Выйдя из-за пролеска, я заметил тянувшуюся сквозь пригорки гирлянду, состоящую из медленно движущихся световых точек. Было похоже на шоссе, по которому машины ползут со скоростью гусениц. Так выглядели подходы к Городу Света. Я шел по железной дороге и потому имел роскошь уединения. Если бы двигался по асфальтовой, был бы окружен толпой других бродяг.
Городские стены приближались, и рядом с ними я чувствовал себя как усталый легионер, прошедший половину Римской империи. В некоторых местах земляной вал достигал высоты девятиэтажного дома. Подойдя совсем близко, я увидел огромные хопперы для перевозки угля, они были вжаты в подошву стены, поддерживая ее и не давая осыпаться. В сравнении со стенами бункерные вагоны выглядели детскими игрушками.
Я не понимал, как так случилось, но земля городских валов поросла кустарником и хилыми деревцами, будто эти холмы возникли еще до того, как Город Света стал поселением, нуждающимся в обороне. И самое главное – на верху вала через равные промежутки горели яркие желтые шары. И они не были похожи на факелы или на диодные прожекторы. Это не укладывалось у меня в голове, но именно так когда-то и выглядели городские фонари, украшавшие проспект, который проглядывал через липы за моими грушевскими окнами.

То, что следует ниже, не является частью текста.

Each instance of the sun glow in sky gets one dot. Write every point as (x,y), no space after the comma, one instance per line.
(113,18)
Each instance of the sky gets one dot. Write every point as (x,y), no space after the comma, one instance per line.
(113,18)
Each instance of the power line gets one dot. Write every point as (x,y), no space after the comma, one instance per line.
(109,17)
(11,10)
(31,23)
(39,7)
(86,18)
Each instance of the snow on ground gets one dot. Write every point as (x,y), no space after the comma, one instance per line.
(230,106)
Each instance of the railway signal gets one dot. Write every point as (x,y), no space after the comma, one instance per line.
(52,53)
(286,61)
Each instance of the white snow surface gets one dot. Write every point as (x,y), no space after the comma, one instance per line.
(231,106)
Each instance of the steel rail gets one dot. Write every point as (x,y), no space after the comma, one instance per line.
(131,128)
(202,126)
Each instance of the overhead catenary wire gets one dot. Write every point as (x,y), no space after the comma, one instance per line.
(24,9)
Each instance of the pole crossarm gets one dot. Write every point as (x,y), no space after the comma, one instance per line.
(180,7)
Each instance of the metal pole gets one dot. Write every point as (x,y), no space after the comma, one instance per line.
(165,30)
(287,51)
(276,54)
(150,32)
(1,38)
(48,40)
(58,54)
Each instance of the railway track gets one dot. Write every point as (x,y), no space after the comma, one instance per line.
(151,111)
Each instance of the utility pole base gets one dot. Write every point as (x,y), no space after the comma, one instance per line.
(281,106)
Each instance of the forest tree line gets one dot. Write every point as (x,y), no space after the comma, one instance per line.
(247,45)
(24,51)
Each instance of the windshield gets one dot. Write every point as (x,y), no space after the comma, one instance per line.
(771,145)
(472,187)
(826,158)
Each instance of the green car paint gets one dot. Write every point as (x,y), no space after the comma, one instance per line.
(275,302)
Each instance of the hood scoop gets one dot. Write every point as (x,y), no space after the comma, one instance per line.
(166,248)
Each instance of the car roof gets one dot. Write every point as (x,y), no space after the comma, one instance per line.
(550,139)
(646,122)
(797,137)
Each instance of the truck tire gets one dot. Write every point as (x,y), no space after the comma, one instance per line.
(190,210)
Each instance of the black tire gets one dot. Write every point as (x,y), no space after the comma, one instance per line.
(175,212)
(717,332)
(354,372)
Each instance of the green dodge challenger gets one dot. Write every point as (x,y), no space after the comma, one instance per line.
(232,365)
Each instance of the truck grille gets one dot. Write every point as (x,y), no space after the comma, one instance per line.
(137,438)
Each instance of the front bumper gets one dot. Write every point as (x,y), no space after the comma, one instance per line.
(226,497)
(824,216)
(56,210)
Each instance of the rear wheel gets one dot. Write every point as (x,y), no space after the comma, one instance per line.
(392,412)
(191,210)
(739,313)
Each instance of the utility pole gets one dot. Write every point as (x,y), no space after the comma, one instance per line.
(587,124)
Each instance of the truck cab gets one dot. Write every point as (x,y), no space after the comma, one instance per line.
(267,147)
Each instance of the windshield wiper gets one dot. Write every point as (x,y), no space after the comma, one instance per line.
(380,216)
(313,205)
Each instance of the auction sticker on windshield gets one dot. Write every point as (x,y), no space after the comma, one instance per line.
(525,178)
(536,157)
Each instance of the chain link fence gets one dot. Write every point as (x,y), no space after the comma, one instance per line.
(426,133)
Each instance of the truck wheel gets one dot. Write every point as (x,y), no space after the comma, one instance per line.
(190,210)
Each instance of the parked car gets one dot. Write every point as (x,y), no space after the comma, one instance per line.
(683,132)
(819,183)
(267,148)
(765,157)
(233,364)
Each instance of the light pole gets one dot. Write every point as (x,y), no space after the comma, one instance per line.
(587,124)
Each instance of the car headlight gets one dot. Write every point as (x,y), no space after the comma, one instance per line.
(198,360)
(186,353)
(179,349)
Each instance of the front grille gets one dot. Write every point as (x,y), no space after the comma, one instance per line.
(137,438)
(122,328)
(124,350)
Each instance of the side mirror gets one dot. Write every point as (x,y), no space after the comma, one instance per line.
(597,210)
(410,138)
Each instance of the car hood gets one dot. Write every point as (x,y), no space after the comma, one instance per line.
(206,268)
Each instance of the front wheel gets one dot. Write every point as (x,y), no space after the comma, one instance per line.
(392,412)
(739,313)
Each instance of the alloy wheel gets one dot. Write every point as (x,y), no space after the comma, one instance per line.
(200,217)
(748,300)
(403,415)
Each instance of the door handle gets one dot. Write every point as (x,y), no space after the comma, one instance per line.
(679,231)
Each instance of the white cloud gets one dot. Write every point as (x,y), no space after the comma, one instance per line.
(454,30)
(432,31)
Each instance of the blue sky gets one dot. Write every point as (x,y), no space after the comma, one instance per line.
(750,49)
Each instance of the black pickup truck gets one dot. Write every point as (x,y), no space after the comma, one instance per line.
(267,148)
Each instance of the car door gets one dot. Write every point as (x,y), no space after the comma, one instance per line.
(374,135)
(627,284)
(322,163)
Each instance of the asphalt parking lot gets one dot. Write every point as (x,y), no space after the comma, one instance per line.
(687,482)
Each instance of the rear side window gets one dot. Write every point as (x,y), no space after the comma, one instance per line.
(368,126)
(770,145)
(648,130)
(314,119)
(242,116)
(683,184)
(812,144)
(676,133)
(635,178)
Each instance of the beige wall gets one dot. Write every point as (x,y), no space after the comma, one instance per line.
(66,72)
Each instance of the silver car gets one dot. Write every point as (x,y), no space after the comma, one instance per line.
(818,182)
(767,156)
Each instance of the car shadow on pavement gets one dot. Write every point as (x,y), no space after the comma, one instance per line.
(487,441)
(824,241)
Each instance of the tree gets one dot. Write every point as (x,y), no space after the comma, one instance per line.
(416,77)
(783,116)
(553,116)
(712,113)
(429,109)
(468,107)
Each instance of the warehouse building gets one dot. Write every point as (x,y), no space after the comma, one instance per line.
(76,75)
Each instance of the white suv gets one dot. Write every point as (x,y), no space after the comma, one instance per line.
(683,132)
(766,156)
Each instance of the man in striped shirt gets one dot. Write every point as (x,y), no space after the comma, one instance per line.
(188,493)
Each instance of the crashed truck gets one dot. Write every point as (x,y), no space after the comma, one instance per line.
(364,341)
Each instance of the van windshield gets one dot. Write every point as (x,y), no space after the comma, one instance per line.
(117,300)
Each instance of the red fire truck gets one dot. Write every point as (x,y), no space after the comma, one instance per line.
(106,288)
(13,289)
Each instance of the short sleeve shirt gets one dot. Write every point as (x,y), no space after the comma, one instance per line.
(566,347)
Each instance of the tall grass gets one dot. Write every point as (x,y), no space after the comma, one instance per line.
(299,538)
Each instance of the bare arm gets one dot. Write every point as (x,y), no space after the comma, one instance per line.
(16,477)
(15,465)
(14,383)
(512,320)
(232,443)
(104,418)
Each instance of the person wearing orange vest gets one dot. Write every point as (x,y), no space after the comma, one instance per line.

Поодаль, слева, виден был еще один необъяснимый феномен. Из-за ограды торчали верхушки труб. Это были не игрушечные дудочки угольных котелен, а основательные кирпичные трубы какого-то крупного комбината. Из них валил густой черный дым. Его ручьи вытекали в рыжее небо и образовывали на нем чернильную лужу. За городской стеной жила какая-то промышленность.
Не знаю, почему я решил, что смогу перебраться за стену в том месте, где в нее упирались рельсы. На моем пути оказался высоченный стальной занавес шириной в полтора поезда. Он высился до самого верха стены и не имел никаких щелей или зазоров, куда мог бы протиснуться человек. Я постоял перед преградой, включил фонарь и разглядел какое-то движение вверху, на наблюдательной вышке. Никто, однако, не спешил открывать этот шлюз незнакомцу, который околачивался рядом с путями. Поэтому я выключил свет и попробовал забраться на стену самостоятельно. Но она была совершенно отвесной, к тому же на высоте в два человеческих роста из земли торчали три нефтяные цистерны; перелезая через них, можно было свернуть себе шею.
Я решил пройти вдоль вала направо – в ту сторону, где в стену входила гирлянда пешеходов. Там должна была располагаться таможня и КПП. Но очень скоро ноги начали утопать в земле – она стала вязкой, а на ее поверхности блестели отражения фонарей. Все поле до самой дороги было пропитано жидкостью, причем пахла она отнюдь не духами. Я услышал журчание и, оглянувшись на стену, заметил несколько спадающих с нее водопадов. Выходит, канализация в столь прекрасно освещенном городе была устроена по средневековым принципам. И я имел счастье оказаться прямо посреди поля, на которое выливались нечистоты. Сделав еще сотню шагов, я завяз уже в совсем непроходимой трясине, попробовал свернуть к железнодорожным путям, но провалился почти по колено. Запаниковав, я нащупал ногами более сухой участок – он проходил ближе к стене.